The Night Has Teeth
Written by Kenny Porter | www.portercomics.com | 11/25/2024
I watched my next-door neighbors die two days ago. After watching them get torn from their second-floor window and ripped apart by teeth like shards of glass, I couldn’t take it anymore.
I packed what I could carry, and I started walking.
I hadn’t stopped moving through the city since that morning. I couldn’t feel my feet anymore. I’d walked so long that I was sure the sweat in my shoes had turned to blood. But I couldn’t check. The night had swallowed the city again. I couldn’t see anything even if I wanted to.

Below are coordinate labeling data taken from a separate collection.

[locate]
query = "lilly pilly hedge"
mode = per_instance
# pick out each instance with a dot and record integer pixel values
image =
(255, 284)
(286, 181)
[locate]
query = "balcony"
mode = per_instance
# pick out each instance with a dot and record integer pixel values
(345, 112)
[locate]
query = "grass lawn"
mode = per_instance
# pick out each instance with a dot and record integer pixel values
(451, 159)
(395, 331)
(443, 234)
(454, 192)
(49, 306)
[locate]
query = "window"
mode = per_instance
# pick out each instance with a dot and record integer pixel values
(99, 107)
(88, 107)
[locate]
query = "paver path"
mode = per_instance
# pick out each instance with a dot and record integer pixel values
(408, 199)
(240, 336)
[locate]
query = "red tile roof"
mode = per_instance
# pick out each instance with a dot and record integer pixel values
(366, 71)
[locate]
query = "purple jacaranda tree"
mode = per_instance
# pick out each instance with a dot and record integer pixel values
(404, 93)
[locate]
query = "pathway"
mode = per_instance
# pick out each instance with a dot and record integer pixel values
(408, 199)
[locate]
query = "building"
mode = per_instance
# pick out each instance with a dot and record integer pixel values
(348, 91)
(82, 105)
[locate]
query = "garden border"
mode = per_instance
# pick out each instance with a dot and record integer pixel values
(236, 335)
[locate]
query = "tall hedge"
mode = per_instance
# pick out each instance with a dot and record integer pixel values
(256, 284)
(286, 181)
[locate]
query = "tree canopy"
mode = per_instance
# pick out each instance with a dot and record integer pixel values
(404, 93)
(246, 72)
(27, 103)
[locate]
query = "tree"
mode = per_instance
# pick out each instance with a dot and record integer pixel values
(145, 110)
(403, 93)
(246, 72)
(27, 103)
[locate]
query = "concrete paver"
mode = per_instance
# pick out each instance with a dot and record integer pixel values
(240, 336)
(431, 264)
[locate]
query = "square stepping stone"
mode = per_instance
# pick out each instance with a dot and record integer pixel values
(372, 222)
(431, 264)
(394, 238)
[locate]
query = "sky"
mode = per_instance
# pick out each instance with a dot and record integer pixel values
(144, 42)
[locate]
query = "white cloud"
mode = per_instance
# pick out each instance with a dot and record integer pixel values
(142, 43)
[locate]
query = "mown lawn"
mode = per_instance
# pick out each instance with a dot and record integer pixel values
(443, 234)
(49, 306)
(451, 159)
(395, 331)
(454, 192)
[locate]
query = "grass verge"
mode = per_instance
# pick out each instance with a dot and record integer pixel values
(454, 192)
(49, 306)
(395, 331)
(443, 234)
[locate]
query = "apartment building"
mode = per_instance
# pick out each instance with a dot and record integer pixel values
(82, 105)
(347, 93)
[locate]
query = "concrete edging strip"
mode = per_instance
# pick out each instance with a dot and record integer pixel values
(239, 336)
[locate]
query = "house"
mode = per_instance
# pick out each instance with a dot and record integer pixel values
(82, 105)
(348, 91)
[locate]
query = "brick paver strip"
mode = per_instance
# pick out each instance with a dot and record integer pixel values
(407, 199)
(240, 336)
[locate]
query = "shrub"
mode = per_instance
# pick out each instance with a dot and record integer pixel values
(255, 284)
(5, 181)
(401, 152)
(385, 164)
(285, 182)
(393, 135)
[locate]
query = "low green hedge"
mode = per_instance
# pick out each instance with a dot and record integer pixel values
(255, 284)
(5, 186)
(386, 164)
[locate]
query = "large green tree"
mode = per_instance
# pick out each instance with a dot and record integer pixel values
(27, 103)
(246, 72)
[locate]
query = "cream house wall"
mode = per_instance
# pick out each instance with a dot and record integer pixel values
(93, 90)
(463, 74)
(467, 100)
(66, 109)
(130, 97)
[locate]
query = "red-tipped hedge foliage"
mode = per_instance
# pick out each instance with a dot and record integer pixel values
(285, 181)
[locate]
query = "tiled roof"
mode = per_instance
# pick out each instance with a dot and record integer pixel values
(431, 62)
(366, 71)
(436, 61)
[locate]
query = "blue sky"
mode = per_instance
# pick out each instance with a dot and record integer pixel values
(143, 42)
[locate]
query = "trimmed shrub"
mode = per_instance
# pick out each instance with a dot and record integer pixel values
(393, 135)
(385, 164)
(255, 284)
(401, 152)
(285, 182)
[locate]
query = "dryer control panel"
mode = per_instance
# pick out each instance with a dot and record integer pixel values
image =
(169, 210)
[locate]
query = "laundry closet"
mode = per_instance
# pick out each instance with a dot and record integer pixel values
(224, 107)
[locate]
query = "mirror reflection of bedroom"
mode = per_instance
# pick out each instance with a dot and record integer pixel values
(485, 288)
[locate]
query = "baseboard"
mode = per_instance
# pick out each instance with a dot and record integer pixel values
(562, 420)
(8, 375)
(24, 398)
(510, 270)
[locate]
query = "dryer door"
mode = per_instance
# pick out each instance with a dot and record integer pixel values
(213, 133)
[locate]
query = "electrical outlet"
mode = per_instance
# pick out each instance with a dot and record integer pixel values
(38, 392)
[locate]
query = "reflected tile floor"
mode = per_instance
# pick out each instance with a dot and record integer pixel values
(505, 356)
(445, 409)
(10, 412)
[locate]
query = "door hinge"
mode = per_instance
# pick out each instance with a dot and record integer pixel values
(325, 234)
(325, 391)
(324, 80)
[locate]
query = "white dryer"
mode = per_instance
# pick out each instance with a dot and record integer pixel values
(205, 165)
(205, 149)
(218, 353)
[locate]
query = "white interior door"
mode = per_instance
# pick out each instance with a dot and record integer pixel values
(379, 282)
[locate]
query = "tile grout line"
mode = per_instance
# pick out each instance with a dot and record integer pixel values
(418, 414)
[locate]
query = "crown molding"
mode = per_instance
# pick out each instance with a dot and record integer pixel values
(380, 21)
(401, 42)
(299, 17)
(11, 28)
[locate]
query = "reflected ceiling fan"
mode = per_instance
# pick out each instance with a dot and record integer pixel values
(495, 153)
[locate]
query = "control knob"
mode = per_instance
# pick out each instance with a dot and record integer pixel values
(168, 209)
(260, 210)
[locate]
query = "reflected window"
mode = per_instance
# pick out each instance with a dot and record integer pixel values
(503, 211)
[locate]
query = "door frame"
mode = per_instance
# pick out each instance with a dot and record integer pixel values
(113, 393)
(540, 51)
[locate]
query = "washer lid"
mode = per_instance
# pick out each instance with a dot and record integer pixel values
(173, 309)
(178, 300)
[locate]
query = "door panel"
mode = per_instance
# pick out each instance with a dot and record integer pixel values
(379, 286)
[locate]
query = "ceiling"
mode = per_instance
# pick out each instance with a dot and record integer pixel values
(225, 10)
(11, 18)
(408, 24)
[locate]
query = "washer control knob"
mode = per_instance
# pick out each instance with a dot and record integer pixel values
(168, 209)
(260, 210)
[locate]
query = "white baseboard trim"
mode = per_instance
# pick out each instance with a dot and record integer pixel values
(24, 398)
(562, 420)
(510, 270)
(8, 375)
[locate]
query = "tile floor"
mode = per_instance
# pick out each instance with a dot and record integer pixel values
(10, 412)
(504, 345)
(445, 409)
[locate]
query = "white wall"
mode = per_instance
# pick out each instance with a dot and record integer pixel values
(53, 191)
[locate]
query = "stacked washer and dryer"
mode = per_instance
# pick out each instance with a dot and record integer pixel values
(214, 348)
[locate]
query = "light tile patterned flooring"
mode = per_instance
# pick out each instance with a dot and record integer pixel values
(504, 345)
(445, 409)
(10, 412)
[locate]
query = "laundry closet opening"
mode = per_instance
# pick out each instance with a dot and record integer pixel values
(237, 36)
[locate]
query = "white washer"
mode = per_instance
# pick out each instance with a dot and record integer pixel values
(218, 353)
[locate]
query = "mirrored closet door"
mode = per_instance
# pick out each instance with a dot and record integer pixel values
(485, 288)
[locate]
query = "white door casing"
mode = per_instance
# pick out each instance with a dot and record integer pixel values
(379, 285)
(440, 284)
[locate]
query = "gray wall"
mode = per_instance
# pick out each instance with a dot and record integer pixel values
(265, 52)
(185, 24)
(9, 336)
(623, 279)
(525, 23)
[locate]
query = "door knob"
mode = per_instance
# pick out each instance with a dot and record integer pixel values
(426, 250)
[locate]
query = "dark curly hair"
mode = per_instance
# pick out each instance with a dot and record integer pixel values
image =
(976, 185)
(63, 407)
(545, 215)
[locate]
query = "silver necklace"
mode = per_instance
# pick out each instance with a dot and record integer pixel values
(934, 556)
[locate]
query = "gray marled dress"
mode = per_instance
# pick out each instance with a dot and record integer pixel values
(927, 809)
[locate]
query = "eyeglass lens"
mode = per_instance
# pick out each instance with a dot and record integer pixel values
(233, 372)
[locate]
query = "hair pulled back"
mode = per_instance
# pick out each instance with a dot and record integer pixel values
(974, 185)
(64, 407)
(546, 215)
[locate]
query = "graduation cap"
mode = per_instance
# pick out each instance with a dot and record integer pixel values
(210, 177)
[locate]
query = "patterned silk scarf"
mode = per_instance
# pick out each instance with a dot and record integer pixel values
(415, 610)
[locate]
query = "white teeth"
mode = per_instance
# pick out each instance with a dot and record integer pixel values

The street lights in the neighborhood I walked through had all been smashed. I welcomed the dark. For once, it meant I didn’t have to see what the former humans in my city had done to our pristine little lakeside getaway. The longer the sun was down, the more time I had to move silently among the things that had torn the flesh from my neighbors, friends… and family.
I hadn’t bothered to give them a name. There hadn’t been time. Once they had taken the city, there wasn’t anyone left for me to debate with. It happened slowly, and then, all at once, it was over. The news had said it was all under control. People just had to lock their doors and wait for it to end.
After all, the government would protect them, wouldn’t they?
But then the airports closed. The roads were blocked. And the information just went from a drip to a trickle to a complete stop. There were no meetings about what would be done, just orders. And those orders benefited only the few who could afford to get to safety.
That’s why I watched my neighbors get dragged from their second-story windows. The creatures were only driven by an angry hunger. Pale white terrors with no ears, brains, or eyes—just a mouth of jutting teeth to pull and rend flesh. They were human once. I only knew they were human because I’d seen the change happen.
I saw people I knew for decades get filled with hate for their neighbors. First, the ears go. They can’t hear anything anymore. It doesn't get through no matter how you try to reason with them. Then, the eyes get covered in flesh that grows from their tear ducts—taking away the ability to cry and removing their sight. Finally, the mouth grows. The hunger expands beyond all human knowledge. Soon, the only thing these snarling beasts have left is the need to feed.
I could hear them skittering between the cars. Their overgrown finger and toenails scraped against the pavement. Their bodies rocked the vehicles to see if anyone was inside for them to devour.
Dawn was coming. I would have to keep walking. And while they couldn’t see me, I was sure they still had nostrils somewhere above those rows and rows of teeth. Tiny reptilian slits to sniff out the prey that could still use its eyes, ears, and minds without hunger.
They could smell me. I was sure of it. But even as I slipped between the houses and the yards that used to belong to my neighbors, I knew that they couldn’t see or hear me anymore. Part of me wished I could try to appeal to them, to remind them that they were human once.
But it wouldn’t work. Without ears, eyes, or minds, they could only smell fresh flesh they would consume until their bellies were stuffed and they couldn’t scream any longer.
So I walked…and prayed that there was still someone out there who could hear me.